Hz. Peygamber'in amcasının oğlu ve sahâbî. Adı Fadl, künyesi Ebû
Muhammed'dir. Lâkabı,"Redîfu'r Rasûl" idi. Nesebi, Fadl b. Abbâs,
b. Abdulmuttalib b. Hişam b. Abdülmenaf b. Kusay'dır.
Bedir'den
önce müslüman olmasına rağmen (İbn Sa'd, Tabakât, IV, 37) müşriklerden
çekindiği için müslümanlığını açığa vurmamıştır.
Mekke'nin
fethinden bir müddet önce babası Hz. Abbâs ile birlikte Medine'ye
hicret etti. Hicretinden bir müddet sonra Mekke'nin fethi gerçekleşti.
Fadl b. Abbas, ilk defa gazaya yani Mekke fethine katıldı, sonra Huneyn
gazasında bulundu. Burada da büyük kahramanlık gösterdi. Müslümanların
Huneyn'de dağınıklık göstermesi üzerine Fadl, büyük bir dirâyet ve
fedakârlıkla Resulullah'ın yanında bulundu ve Havâzin kabîlelerine
karşı çarpıştı.
Veda haccında Resulullah (s.a.s.) ile birlikte
onun devesine binmişti. Bunun için ona "Redîfu'r Rasûl' yani
"Resulullah (s.a.s.)'in üzengi arkadaşı" lâkabı verilmişti. Bu sırada
Has'am kabilesinden genç ve güzel bir kadın bir mesele sormak istedi.

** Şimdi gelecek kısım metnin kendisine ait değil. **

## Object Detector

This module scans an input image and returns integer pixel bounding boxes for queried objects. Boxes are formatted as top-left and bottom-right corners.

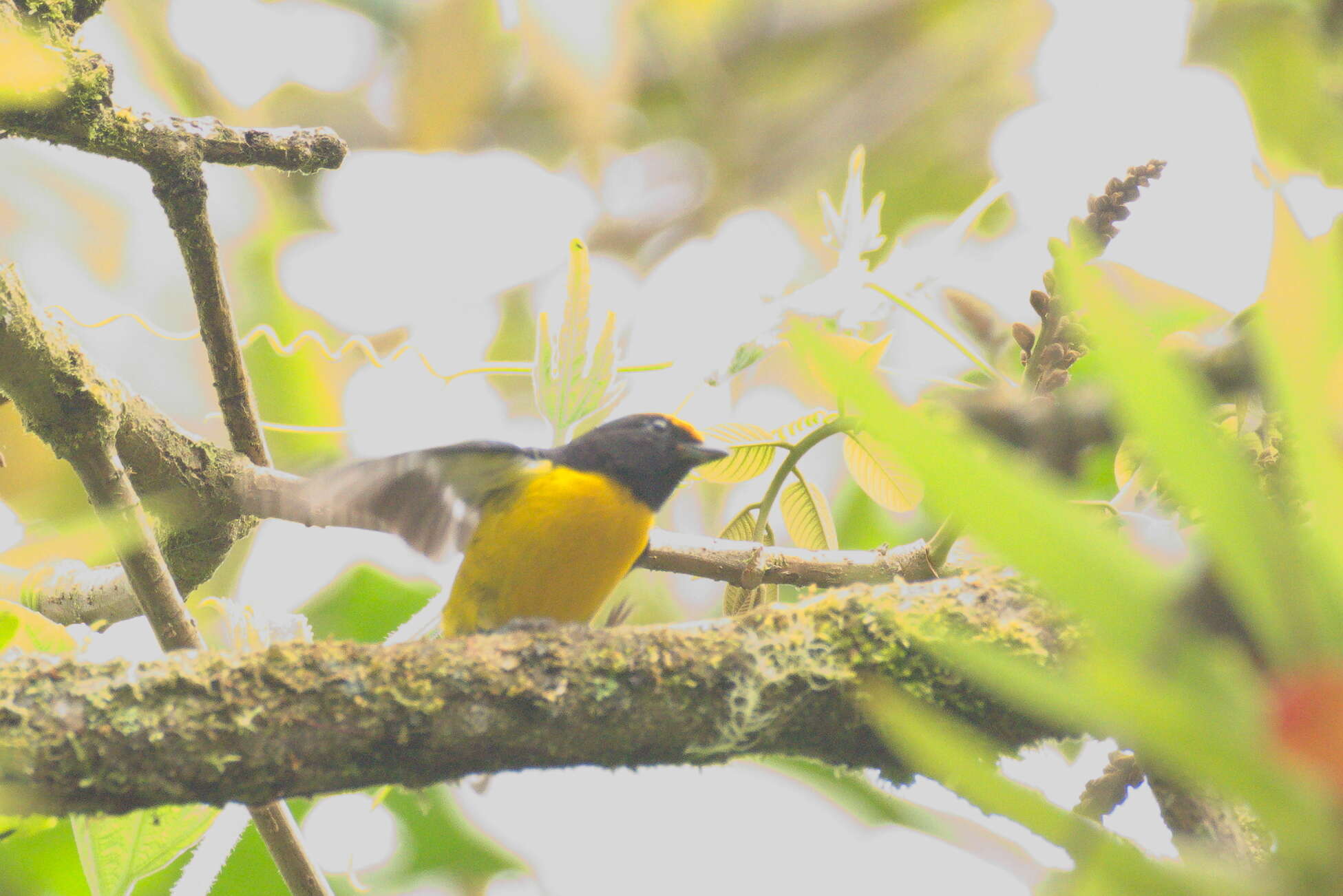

Fadl, gözlerini kadına dikmişti. Resulullah kadına bakmıyordu. Fadl'ın
bu hareketini beğenmedi ve ona, dikkatli olmasını ihtar etti; kadına
bakmasın diye, üzengisinden tutup, başını çevirdi (İbn Sa'd, Tabakât,
IV, 37).
Hz. Fadl, Resulullah (s.a.s.)'in hizmetinde
bulunanlardandır. Resulullah son hastalıklarında, son hutbelerinde
Fadl'dan sözetmiştir (İbn Hacer, el-İsâbe, V, 212, İbn Abdi'l-Berr,
İstiâb, V, 535). Hz. Fadl, Resulullah (s.a.s.)'in gasl sırasında hazır
bulunmuş; gasli suyunu dökmüş, Hz. Ali de gasletmiştir.
Hz.
Fadl, çok güzel yüzlü idi (el-İsâbe, V, 212). Ümmü Mektum isimli bir
kızı vardı. Bu kız, Hz. Hasan ile evlenmiş, daha sonra ondan boşanarak,
Ebû Musa el-Eş'ârî ile evlenmiştir (el-İstiâb, 535).
Hz. Fadl b.
Abbâs'tan yirmidört hadis rivâyet edilmiştir. Bunlardan üç tanesi
müttefekun aleyh'tir (Tenzibü'l-Kemâl, 309). Râvileri arasında şunları
saymak mümkündür: Sahâbenin büyüklerinden İbn Abbâs ve Ebû Hureyre'den
başka Kerib, Kusm b. Abbâs, Abbâs b. Ubeydullah, Rebiab.
Hâris(Tehzibü't-Tehzib, IV, 280).
Hz. Fadl'ın vefatı hakkında
değişik bilgiler verilmiştir. Bir kısım râvîler, Suriye'de meydana
gelen salgında vefât ettiğini; bir kısmı ise, Ecnâdin savaşında şehid
olduğunu söylüyorlar. Bu rivâyetlerden ikincisi, daha yaygındır ve
doğruya daha yakındır (el-İsâbe, 212).